In this post we will review possible changes to a LLM inference code to make it run faster and use less GPU memory.
LLM inference is the usage of a trained model for a new data and producing a classification or a prediction. This is usually the production time usage of the model we've selected and possibly fine-tuned for the actual data stream.
The inference runs the following steps:
- Load the model to the memory once in the process startup
- Get an input of a single or preferably a batch of inputs
- Forward calculation on the neural network and produce a result
The LLM performance term is actually used for both different subjects:
- The precision of the LLM such as false-positive, false-negative
- The GPU memory usage and time for the inference process
We will see later that while these are two different goals, they are actually intertwined.

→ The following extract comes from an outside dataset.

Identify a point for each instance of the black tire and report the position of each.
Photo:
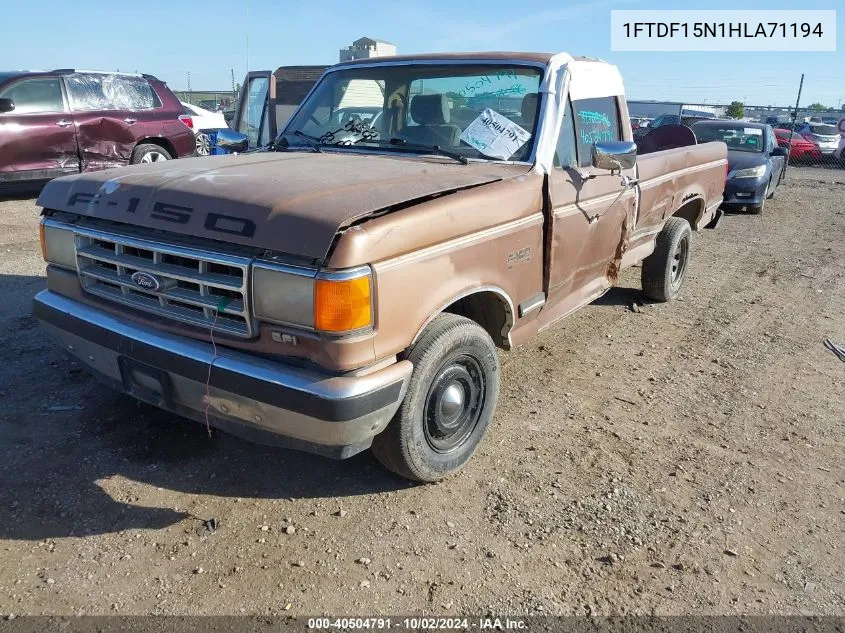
(664, 271)
(423, 442)
(149, 153)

Below is a sample code of model inference where we can see the model loading and the model inference.
import torch
from transformers import AutoTokenizer, AutoModelForSequenceClassification, pipeline
tokenizer = AutoTokenizer.from_pretrained("ProtectAI/deberta-v3-base-prompt-injection-v2")
model = AutoModelForSequenceClassification.from_pretrained("ProtectAI/deberta-v3-base-prompt-injection-v2")
classifier = pipeline(
"text-classification",
model=model,
tokenizer=tokenizer,
truncation=True,
max_length=512,
device=torch.device(torch_device),
)
results = classifier(text)
# analyze the results
...
Let examine how can we improve the performance of the inference
Compile The Model
The first and simplest change is to compile the model:
model = torch.compile('cuda')
This simple instruction speeds up the inference up to 2 times faster!
The compile command coverts the mode python code to a compiled code and optimizes the model operations. Notice that the compile command should run only once, right after the model is loaded, and it has a small impact on the process startup time.
For the compile() instruction we will need to make sure we have both python-dev and g++ installed. An example of this in a Dockerfile is:
RUN apt-get update && \
apt-get install -y software-properties-common curl wget build-essential g++ && \
add-apt-repository ppa:deadsnakes/ppa && \
apt-get update && \
apt-get install -y python3.12 python3.12-dev && \
/usr/bin/python3.12 --version
Change The Model Precision
By default the model is using a float32 precision, which means it has full accuracy in the neural network calculations. In most cases using float16 precision would do the work just as well and will consume half of the time and half of the memory. The change from float32 to float16 is called half().
model = model.to('cuda').half()
(Notice that model.half should be called BEFORE the model.compile)
Using half() might case a small increase in the false-positive and false-positive rate, but in most cases it is negligible.
As a side note, we should mention that we can set the precision to int8 or int4, but this is a less common practice. For the record, here is an analyze of the alternatives from GPT:
Final Note
We have reviewed method of improving the memory footprint and runtime of an LLM. While there are some small implications on the accuracy, these methods should be used as a common practice for any LLM implementation.